"I want you to show me where you rode off the cliff into the river," said Little Snap's companion, very much to his surprise. "Oh, I heard of that a long way from here. Such news travels far and fast. Jerusalem! is it possible you went off there and came out alive? I never should have dared to do that. Now, you must tell me all about it. I am interested."
The postboy retold his thrilling adventure, and as he began to talk he grew animated, and before Salt Works was reached he had given Mr. Goings a more extended account of himself and his adventures than he had realized while telling it.
"It is a great satisfaction to have met you, Dix, and if I can arrange my business in season I am going back with you as far as Diamond."
These were Mr. Goings' parting words, and as Little Snap left Salt Works, where he had changed horses, he said, to himself:
"I don't know whether I am anxious or not for your company, Mr. Goings. If you do go back with me, I shall ask you a few questions in regard to yourself."
Below Salt Works the road wound down the valley for a couple of miles, when the base of Flat Top Mountains was reached, where a long ascent had to be made.
As at the Narrows, though the passage was wider, the Great Kanawha found its way along a rocky gorge, the banks of which were in places hundreds of feet in height.
Near the summit of the post road's greatest elevation, was a shelf of rock overhanging the stream, that was called "Lover's Leap," one of the three hundred dizzy crags in the United States bearing that favorite name.

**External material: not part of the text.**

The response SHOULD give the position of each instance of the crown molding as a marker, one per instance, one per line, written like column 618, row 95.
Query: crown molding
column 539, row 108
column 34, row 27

After passing this spot, the post road, in making its descent on the west side of the mountain, wound away from the Kanawha, until the sullen roar of that river was supplanted by the musical ripple of a smaller stream, called Tripping Waters.
About two-thirds the way up this narrow valley the road led across this river, following its west bank to its outlet into the Kanawha at a point where the rugged mountain defile opened out into the broad basin of the western slope.